I want to let you all know about what I think is one of the coolest yet most under-appreciated ways to reduce waste and improve one’s impact on the world.
A bit of background first: Every watt of electricity you use in your house turns into heat. A blender is just as efficient at turning electricity into heat as a space heater. It sounds counter-intuitive, but ask your grade school physics teacher and you’ll find that the conservation of energy is not a controversial topic in physics. If you have electric heat such as electric baseboards or space heaters (NOT heat pumps since they are >100% efficient), you can heat your house with computers and spend the exact same amount as your normal heat bill but also get some useful computational work done in the process. If you are spending 50W on a space heater, you could instead dump that 50W into your computer. You pay for and get 50W of heat either way, but only the computer does some work along the way.
So really, if you are pouring electricity into a space heater or electric baseboard heater, it’s a waste, because that same electricity could be doing some useful work.
What kind of work? Well, I donate my computer’s time to BOINC. BOINC lemmy at !boinc@sopuli.xyz . (The Berkeley Open Infrastructure for Network Computing) is a free and open-source program that has been around for decades and has delivered teraflops of computing to scientists on a daily basis for absolutely free. It runs on Windows, MacOS, Linux, even Android (just be careful about heat on Android!). You don’t need to be computer-savvy to run it.
BOINC has been used to map the universe, detect asteroids, search for aliens (remember seti@home?), fight cancer, and publish hundreds of scientific papers. The world’s largest particle accelerator (large hadron collider at CERN) even has a project you can compute for, who knows, you may find a new subatomic particle! Anybody with a computer, raspberry pi, or android can contribute their CPU or GPU to the cause and pick which projects they want to contribute to.

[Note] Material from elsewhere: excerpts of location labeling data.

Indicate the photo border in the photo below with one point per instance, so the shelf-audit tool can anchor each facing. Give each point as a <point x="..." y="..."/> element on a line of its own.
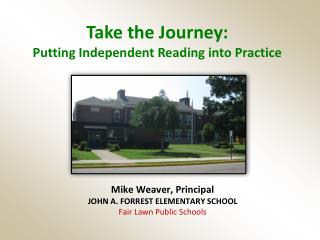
<point x="154" y="75"/>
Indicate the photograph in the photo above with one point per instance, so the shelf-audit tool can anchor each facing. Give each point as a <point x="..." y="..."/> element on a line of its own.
<point x="167" y="124"/>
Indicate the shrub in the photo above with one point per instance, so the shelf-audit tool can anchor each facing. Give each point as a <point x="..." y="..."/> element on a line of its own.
<point x="109" y="145"/>
<point x="222" y="145"/>
<point x="83" y="145"/>
<point x="217" y="145"/>
<point x="87" y="149"/>
<point x="75" y="145"/>
<point x="114" y="147"/>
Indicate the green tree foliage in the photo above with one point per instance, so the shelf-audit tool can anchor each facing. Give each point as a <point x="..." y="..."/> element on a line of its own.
<point x="227" y="104"/>
<point x="208" y="132"/>
<point x="156" y="113"/>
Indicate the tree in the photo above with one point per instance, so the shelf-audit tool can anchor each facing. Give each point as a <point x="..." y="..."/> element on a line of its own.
<point x="208" y="132"/>
<point x="157" y="113"/>
<point x="163" y="94"/>
<point x="227" y="103"/>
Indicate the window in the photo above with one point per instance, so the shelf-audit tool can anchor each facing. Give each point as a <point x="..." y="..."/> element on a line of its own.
<point x="178" y="133"/>
<point x="189" y="133"/>
<point x="94" y="109"/>
<point x="181" y="117"/>
<point x="188" y="119"/>
<point x="131" y="114"/>
<point x="116" y="116"/>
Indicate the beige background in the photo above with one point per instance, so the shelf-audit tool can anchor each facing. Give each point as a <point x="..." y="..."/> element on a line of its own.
<point x="279" y="197"/>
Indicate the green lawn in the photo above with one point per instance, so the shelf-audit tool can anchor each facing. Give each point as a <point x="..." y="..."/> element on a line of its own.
<point x="182" y="150"/>
<point x="83" y="155"/>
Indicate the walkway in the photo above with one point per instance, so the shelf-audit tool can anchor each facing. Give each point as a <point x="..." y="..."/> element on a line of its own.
<point x="110" y="157"/>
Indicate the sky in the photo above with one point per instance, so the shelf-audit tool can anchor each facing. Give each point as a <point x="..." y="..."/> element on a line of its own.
<point x="175" y="87"/>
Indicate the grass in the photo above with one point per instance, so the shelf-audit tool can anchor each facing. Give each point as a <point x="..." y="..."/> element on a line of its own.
<point x="83" y="155"/>
<point x="151" y="164"/>
<point x="182" y="151"/>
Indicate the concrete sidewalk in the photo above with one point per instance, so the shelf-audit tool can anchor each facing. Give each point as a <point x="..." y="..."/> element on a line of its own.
<point x="109" y="157"/>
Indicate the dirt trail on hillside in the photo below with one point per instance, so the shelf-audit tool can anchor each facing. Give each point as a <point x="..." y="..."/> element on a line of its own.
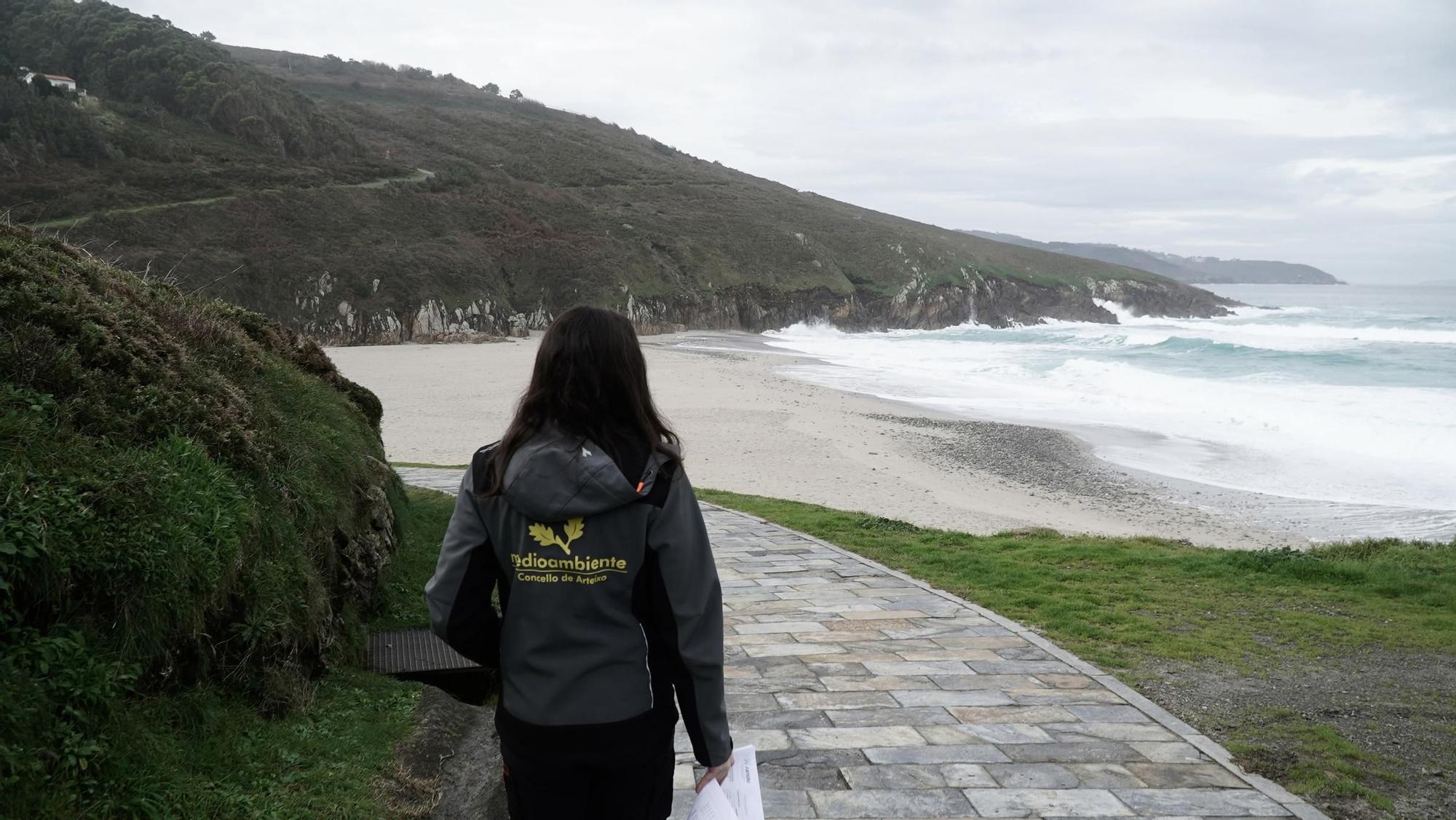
<point x="420" y="176"/>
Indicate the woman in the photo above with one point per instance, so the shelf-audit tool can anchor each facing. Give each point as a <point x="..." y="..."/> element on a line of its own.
<point x="585" y="522"/>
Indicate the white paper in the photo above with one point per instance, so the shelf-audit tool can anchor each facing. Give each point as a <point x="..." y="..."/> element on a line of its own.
<point x="742" y="786"/>
<point x="711" y="805"/>
<point x="737" y="799"/>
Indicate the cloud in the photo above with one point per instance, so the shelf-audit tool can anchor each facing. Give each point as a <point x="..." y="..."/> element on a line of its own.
<point x="1314" y="132"/>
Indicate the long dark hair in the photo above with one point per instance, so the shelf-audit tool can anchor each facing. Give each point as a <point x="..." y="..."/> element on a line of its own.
<point x="590" y="381"/>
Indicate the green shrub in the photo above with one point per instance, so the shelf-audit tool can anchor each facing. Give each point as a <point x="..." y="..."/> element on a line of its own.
<point x="189" y="494"/>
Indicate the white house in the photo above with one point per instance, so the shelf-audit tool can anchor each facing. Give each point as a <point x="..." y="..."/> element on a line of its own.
<point x="59" y="81"/>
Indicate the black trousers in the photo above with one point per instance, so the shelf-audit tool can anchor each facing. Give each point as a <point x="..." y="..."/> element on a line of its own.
<point x="555" y="777"/>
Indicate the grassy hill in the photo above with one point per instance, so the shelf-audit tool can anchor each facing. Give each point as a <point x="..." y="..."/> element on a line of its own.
<point x="194" y="521"/>
<point x="529" y="210"/>
<point x="1195" y="270"/>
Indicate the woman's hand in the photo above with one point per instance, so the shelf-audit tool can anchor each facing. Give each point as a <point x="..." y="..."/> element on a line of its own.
<point x="717" y="773"/>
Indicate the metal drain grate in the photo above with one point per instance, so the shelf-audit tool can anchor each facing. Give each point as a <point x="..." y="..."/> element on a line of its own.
<point x="413" y="653"/>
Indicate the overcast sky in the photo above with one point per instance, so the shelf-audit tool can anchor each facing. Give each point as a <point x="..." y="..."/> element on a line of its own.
<point x="1308" y="132"/>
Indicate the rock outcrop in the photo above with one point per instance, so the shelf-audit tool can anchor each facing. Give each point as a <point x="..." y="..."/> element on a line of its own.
<point x="989" y="301"/>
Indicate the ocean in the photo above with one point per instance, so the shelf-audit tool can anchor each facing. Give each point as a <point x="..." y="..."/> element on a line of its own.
<point x="1330" y="410"/>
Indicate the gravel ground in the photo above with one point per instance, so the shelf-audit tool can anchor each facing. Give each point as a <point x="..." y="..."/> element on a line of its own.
<point x="1398" y="706"/>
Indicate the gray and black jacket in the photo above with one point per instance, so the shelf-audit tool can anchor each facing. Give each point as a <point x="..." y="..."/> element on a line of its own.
<point x="609" y="594"/>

One of the awesome things about BOINC is that any scientists with interesting research can instantly access massive amounts of computational power for free. They don’t need time on a supercomputer or institutional backing, all they need is an interesting research concept and a spare laptop to run the server on.
I have been running BOINC for many years and find it very gratifying, I love getting to see the results. In winter, 100% of my indoor heat comes from computing for science.
Being “zero waste” means that we adopt steps towards reducing personal waste and minimizing our environmental impact.
Our community places a major focus on the 5 R’s: refuse, reduce, reuse, recycle, and rot. We practice this by reducing consumption, choosing reusable goods, recycling, composting, and helping each other improve.
We also recognize excess CO₂, other GHG emissions, and general resource usage as waste.
It is nice if you live in a small town or the middle of nowhere to have resistive heating. There aren’t any gas lines running out there to provide your home with a constant stream of gas, so if you want a gas powered solution, you end up having to have a pig (it’s this gas tank thing) outside your home, and you have to pay to have LP trucked out to fill it up many times a winter, and if you forget to check the pig and run out of gas, your family gets cold, and then you have to pay extra to get the truck to come quickly.
Meanwhile resistive heating uses the power lines that are run pretty much everywhere, and you pay monthly with your power bill, instead of incurring a larger charge for a longer period of time all at once.
But also, and I don’t know if this is true or not, so don’t quote me, heat pumps don’t work if it is too cold outside, and a lot of the time when it is winter, it is very cold outside.
Basically, resistive heating has its place. As for running calculations to create heat, I’m not sure if that’s effective on its own, I feel like you’d need a space heater or two to kickstart your way to having a warm home if the temperature changes suddenly, but apart from that the idea seems pretty sound.
If you’re at the temp a heat pump won’t work, resistive heating will likely be tens of thousands a year. A furnace will be more economical.
If you’re somewhere warmer, then a heat pump will be more economical than resistive heating.
The only economical or useful thing about resistive heating is the installation price. But use it for a handful of years and heat pump (even from decades ago) will be better.
We’ve been using a woostove heatpump combo so even it dips below -30 we just warm the house off wood and run the heat pump the rest of the time, I would love setting up a way to use the chimney to exhaust help the heatpump run better in the cold
Proper heat pumps work well inncold weather. The issue is that the drain and the outdoor unit can freeze up if not built for the climate.